Jangan menimbulkan bentuk-bentuk diskriminasi baru.

Kontroversi seputar patung bukanlah hal baru. Bahkan sejarah patung ‘ibu dan anak’ di Court menunjukkan hal yang sama, seperti yang telah ditunjukkan penulis ini dalam karyanya tahun 2017 yang disebutkan di atas. Namun diperlukan pendekatan yang hati-hati dan inklusif mengenai bagaimana kita ingin hukum dan keadilan direpresentasikan dalam bentuk seni visual. Haruskah gagasan tentang keadilan dipertimbangkan kembali? Haruskah keadilan dihadirkan secara ikonografis dalam bentuk protes, perlawanan, pengalaman hidup dan perjuangan? Haruskah hukum bertindak sebagai budaya hukum transformatif yang menandakan feminisme, anti-kasta, sekuler, kesetaraan dan independensi peradilan (keutamaan-keutamaan juga diabadikan dalam doktrin struktur dasar)? Haruskah seni dan estetika, termasuk patung, digunakan untuk secara kreatif menantang ketidakindependenan dan hegemonisasi lembaga peradilan oleh segelintir orang, dan untuk membuka perdebatan tentang bagaimana meningkatkan persepsi masyarakat?
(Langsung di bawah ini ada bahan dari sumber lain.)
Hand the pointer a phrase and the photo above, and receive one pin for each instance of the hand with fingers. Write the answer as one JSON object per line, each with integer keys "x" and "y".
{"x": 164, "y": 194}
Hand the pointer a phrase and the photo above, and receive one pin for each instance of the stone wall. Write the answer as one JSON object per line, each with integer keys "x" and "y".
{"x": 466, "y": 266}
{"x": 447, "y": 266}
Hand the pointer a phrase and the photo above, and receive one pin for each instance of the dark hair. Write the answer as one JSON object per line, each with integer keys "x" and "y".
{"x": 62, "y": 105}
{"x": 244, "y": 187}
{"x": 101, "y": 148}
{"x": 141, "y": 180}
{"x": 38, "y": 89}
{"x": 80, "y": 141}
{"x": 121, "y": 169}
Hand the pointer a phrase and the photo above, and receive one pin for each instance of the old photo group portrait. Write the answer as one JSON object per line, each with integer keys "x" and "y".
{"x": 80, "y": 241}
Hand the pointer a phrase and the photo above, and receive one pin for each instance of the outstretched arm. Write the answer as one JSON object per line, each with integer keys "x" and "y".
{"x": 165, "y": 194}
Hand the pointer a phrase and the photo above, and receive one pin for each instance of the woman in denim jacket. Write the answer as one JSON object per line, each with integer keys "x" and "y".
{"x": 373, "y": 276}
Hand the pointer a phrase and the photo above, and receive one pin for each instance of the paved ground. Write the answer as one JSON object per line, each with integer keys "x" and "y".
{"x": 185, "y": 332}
Dekolonisasi tidak boleh menjadi faktor yang mendorong terulangnya bentuk-bentuk diskriminasi sosial dan kekerasan negara pada masa pra-kolonial atau baru pasca-kolonial.

Shailesh Kumar adalah Profesor Hukum di Royal Holloway, Universitas London dan Sarjana Persemakmuran dengan minat penelitian pada studi interdisipliner hukum dan humaniora.